31 de dezembro de 2014

Jogos Caseiros Mortais

Arquivo da Polícia Militar
Transcrição de Depoimento
Rob Gordon
31/12/2014


Detetive Palhares: Me conte o que você lembra. Desde o começo.

Rob Gordon: Eu não sei. Eu estava em casa, mexendo no computador.

Detetive Palhares: Algo específico?

Rob Gordon: Não. Nada demais. Estava fazendo uns textos. E de repente...

Detetive Palhares: De repente...?

Rob Gordon: Eu não sei. Eu apaguei.

Detetive Palhares: Apagou?

Rob Gordon: Isso. Ou algo parecido com isso. Porque de repente eu acordei e estava deitado no quintal da minha casa. E não sei como cheguei até ali.

Detetive Palhares: Você estava sozinho no quintal?

Rob Gordon: Sim. Tinha apenas um balde ao meu lado. Um balde e uma pequena televisão.

Detetive Palhares: Uma televisão?

Rob Gordon: Isso. E assim que acordei a televisão se ligou sozinha.

Detetive Palhares: E o que aconteceu então?

Rob Gordon: Tinha algo na tela da TV. Não era um monstro, parecia ser uma máscara. Era como se alguém estivesse usando uma máscara, toda branca mas com círculos vermelhos nas bochechas.


Detetive Palhares: Parecido com este retrato falado?

Rob Gordon: Isso! Era a mesma máscara. Mas não era essa pessoa, eu acho. Dava para ver o cabelo por trás da máscara. E eles eram loiros. Loiros e compridos. A pessoa era loira. E ela... começou a falar comigo.

Detetive Palhares: O que ela disse?

Rob Gordon: Ela disse meu nome. Não lembro se foi “oi, Rob Gordon”, ou “boa tarde, Rob Gordon”. Mas ela disse meu nome. E disse que queria jogar um jogo comigo.

Detetive Palhares: Um jogo?

Rob Gordon: Isso.

Detetive Palhares: E o que você disse?

Rob Gordon: Eu disse que estou jogando Fallout New Vegas no PC, e que se ela quisesse a gente poderia jogar junto.

Detetive Palhares: E o que a pessoa da máscara respondeu?

Rob Gordon: Me xingou de imbecil.

Detetive Palhares: E então?

Rob Gordon: Então ela disse que iríamos jogar outro jogo. Um jogo especial que ela havia preparado.

Detetive Palhares: Como assim?

Rob Gordon: Ela disse que no dia seguinte haveria um churrasco na minha casa. E era verdade, era o churrasco de final de ano. E sabia o quanto eu gostava de churrasco, mas queria que eu provasse isso.

Detetive Palhares: Provasse?

Rob Gordon: Isso. Ela queria ver se eu era capaz de transpirar toda a carne que iria comer. Ela disse que eu passei uma existência inútil, indo de churrascaria em churrascaria. E que é hora de começar a mostrar o meu valor. E queria ver a minha vontade de comer churrasco.

Detetive Palhares: Como?

Rob Gordon: Foi o que eu perguntei. E ela mandou olhar o balde. Tinha água com espuma. Era como se fosse um sabão. E disse que se eu olhasse ao redor, iria encontrar uma vassoura. E que eu apenas comeria o churrasco se transpirasse lavando o quintal inteiro. Disse que eu só comeria o churrasco se soubesse dar valor para o churrasco. E para a sujeira que ele faz no quintal.

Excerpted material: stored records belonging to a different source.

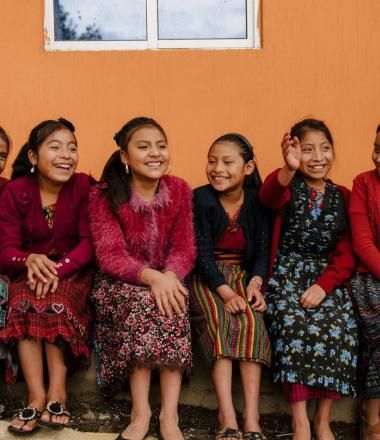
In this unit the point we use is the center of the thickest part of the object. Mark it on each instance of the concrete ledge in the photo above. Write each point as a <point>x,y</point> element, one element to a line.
<point>199,392</point>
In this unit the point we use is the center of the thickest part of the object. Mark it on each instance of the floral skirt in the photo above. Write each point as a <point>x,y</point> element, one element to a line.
<point>366,295</point>
<point>130,332</point>
<point>314,347</point>
<point>62,318</point>
<point>240,336</point>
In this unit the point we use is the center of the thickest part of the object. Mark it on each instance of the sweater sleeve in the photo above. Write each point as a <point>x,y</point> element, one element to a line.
<point>83,253</point>
<point>262,243</point>
<point>362,234</point>
<point>206,264</point>
<point>12,254</point>
<point>341,261</point>
<point>110,247</point>
<point>272,194</point>
<point>181,255</point>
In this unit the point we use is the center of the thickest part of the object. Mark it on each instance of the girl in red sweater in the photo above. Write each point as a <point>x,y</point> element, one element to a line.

Detetive Palhares: Você pensou em recusar?

Rob Gordon: Sim. Eu disse que não iria lavar nada, que era melhor me soltar.

Detetive Palhares: E então?

Rob Gordon: A pessoa com a máscara ficou me olhando pela televisão... Ela me via ali, eu procurei câmeras mas não achei. E disse que se eu me recusasse, eu iria comer apenas...

Detetive Palhares: Comer apenas...?

Rob Gordon: É difícil...

Detetive Palhares: Por favor, precisamos do seu depoimento.

Rob Gordon: Desculpe... Rúcula. Ela disse que eu iria comer apenas rúcula. E sem tempero! No Ano Novo! Disse que a escolha era minha. Vida ou morte.

Detetive Palhares: Vida ou morte? Ela iria matar você?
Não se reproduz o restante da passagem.